Bu açıklamalardan sonra, dava dosyası incelendiğinde, yargılamanın atılı olduğu 3.6.2015 tarihli celse için davacı vekilince dilekçeyle mazeret bildiriminde bulunulduğu, dilekçede mesleki mazeret olarak takdim edilen mahkeme isimlerinin ve esas numaralarının belirtilmiş olduğu, buna karşın mahkemece aynı oturumda verilen bir numaralı ara kararı ile söz konusu mazeretin belgelendirilmediğinden bahisle reddedildiği, iki numaralı ara kararı ile de taraflarca takip edilmeyen dosyanın işlemden kaldırıldığı, daha sonra davacı yanın başvurusu ve mazeretini belgelendirmesi üzerine gerek mazeretin reddine ilişkin ara kararından ve gerekse de işlemden kaldırma kararından rücu ederek yargılamaya devamla esas bakımından hüküm kurulduğu görülmektedir.

Bu durumda, temyiz incelemesinde, yöntemsel olarak, öncelikle, mazeretin reddine ilişkin ara kararından dönülüp dönülemeyeceğinin belirlenmesi gerekecektir.
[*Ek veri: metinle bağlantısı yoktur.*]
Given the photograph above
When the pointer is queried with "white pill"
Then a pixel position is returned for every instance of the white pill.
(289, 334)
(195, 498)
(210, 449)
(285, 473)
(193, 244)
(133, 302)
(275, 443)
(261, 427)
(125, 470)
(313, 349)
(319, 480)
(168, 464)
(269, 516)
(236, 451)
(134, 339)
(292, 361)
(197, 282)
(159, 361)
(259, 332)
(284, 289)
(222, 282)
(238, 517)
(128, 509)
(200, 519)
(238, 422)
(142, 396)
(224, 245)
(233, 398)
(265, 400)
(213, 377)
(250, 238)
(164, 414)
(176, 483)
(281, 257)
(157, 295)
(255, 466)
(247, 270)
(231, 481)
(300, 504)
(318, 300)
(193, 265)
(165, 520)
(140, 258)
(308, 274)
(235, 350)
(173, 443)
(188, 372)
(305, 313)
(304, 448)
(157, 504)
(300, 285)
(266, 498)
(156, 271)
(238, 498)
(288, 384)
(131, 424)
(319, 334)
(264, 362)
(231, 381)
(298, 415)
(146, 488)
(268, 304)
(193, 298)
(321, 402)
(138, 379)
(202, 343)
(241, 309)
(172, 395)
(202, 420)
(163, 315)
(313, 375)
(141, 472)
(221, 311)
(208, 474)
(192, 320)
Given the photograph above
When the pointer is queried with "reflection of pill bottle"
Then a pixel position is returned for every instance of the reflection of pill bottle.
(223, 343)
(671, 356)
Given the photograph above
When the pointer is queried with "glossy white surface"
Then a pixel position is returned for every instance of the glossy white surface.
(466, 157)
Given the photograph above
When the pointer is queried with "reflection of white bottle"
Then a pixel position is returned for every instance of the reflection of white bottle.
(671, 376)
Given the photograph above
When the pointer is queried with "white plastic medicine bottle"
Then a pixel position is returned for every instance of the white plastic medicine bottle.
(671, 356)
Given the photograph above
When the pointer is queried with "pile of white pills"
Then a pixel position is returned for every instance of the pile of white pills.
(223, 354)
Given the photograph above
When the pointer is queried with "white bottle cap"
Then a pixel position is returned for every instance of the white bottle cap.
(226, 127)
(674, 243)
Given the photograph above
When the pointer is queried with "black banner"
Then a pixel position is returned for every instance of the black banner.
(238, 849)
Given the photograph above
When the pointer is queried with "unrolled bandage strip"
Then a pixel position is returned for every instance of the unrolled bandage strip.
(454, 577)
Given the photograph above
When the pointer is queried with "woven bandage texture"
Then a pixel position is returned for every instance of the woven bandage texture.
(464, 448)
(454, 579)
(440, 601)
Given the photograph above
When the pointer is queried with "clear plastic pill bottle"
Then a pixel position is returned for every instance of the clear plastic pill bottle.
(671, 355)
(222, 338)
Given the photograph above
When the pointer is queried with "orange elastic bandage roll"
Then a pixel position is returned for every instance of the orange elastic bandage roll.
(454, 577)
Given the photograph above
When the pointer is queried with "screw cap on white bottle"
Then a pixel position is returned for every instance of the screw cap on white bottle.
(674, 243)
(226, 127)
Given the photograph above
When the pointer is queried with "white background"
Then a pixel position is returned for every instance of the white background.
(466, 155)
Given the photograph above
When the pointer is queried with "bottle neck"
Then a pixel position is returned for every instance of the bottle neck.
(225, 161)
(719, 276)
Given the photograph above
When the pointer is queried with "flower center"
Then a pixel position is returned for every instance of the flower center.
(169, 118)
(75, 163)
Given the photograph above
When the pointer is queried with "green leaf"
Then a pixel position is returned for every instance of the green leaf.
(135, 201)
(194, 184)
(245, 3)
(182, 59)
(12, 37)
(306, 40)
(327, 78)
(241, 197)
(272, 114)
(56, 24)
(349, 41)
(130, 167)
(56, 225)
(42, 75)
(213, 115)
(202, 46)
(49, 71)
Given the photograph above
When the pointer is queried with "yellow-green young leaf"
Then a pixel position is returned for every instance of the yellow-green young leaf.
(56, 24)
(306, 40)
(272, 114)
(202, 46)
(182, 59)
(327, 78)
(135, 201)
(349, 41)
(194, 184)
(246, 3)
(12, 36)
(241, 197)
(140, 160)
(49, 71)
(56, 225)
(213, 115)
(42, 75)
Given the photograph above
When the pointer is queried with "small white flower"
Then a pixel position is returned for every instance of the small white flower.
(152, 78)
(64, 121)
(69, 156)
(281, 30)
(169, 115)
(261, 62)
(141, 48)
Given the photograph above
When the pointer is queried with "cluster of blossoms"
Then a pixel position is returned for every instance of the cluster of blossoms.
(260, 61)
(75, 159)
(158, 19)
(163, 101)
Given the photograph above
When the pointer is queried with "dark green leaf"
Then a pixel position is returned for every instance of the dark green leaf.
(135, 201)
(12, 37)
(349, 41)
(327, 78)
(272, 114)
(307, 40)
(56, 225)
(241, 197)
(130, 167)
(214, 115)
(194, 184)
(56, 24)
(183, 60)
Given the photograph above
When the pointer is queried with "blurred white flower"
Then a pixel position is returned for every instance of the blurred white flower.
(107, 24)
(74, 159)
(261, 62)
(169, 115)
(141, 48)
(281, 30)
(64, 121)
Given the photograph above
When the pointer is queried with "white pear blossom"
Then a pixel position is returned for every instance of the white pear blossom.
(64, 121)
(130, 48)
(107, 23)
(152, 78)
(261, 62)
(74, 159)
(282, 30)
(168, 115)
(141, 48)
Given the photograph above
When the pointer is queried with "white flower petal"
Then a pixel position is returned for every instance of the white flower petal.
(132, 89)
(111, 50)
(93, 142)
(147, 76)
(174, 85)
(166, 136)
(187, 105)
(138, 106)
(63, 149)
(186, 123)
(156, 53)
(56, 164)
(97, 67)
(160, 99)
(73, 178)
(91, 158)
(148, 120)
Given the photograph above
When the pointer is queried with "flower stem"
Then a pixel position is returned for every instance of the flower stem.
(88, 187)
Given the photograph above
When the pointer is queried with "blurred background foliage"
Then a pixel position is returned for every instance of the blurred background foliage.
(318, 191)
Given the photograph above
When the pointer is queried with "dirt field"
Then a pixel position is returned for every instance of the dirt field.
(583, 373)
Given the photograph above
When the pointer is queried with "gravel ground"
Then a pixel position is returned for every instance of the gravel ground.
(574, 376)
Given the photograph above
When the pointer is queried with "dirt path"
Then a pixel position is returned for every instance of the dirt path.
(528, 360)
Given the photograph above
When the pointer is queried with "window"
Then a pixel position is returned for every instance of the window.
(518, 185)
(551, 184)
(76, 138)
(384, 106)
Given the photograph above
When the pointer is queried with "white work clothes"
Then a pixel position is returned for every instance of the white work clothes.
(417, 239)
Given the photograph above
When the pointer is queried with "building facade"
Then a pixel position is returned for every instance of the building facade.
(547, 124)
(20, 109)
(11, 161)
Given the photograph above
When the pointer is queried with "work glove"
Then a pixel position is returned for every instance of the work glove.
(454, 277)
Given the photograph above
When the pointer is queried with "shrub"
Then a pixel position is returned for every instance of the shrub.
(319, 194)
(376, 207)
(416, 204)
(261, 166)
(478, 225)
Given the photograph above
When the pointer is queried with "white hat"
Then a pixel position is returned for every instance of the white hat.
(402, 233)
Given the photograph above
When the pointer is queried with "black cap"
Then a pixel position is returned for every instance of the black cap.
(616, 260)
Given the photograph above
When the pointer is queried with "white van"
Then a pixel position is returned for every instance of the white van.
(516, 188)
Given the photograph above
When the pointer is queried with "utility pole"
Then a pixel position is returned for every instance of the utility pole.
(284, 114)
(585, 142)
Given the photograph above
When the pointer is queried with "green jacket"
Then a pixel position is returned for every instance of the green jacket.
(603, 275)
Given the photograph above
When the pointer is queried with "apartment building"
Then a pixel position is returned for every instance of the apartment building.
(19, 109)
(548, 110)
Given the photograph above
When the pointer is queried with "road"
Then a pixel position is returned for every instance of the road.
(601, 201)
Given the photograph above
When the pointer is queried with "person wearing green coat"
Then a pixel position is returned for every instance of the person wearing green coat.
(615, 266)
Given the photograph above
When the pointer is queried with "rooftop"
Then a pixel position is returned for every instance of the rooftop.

Çünkü, dosyanın işlemden kaldırılması ve buna ilişkin olarak kurulan ara karar, doğrudan mazeretin reddine ilişkin ara kararına ve davalı yanın davayı takip etmeyeceklerine ilişkin beyanına bağlıdır. Bu açıdan, mazeretin reddi ile karşı tarafça doğrudan bir usuli kazanım elde edilmiş olduğundan söz edilemez. Bir başka açıdan bakıldığında, mahkemece mazeretin yerinde görülmesi halinde, dosyanın işlemden kaldırılması gibi bir ara kararının kurulması söz konusu olamayacağı için mazeretin reddine ilişkin ara kararın, tek başına, davalı yararına usuli kazanılmış hak olarak değerlendirilmesi mümkün değildir. Şu halde, o tarih itibariyle henüz nihai hüküm de verilmemiş bulunmasına göre, mazeretin reddine ilişkin ara karardan dönülebilmesi mümkün olup savunma hakkının tesisi bakımından, mahkemece, öncelikle bu ara karardan rücu edilerek yargılamaya devam olunmasında usule aykırı bir durum bulunmadığı kanısındayım.

Daire çoğunluğunca, işin müzakeresinde, bu yöntemin benimsenmemesi yerinde olmamış, bozma kararına da yansıdığı üzere, ara kararından dönülmesinin haklı nedenlere dayalı olup olmadığının tartışılmasına da engel teşkil etmiştir.

Tüm bu nedenlerle, Daire çoğunluğunun yerinde olmayan inceleme yöntemine dayalı olarak oluşturduğu bozma düşüncesine katılamıyorum.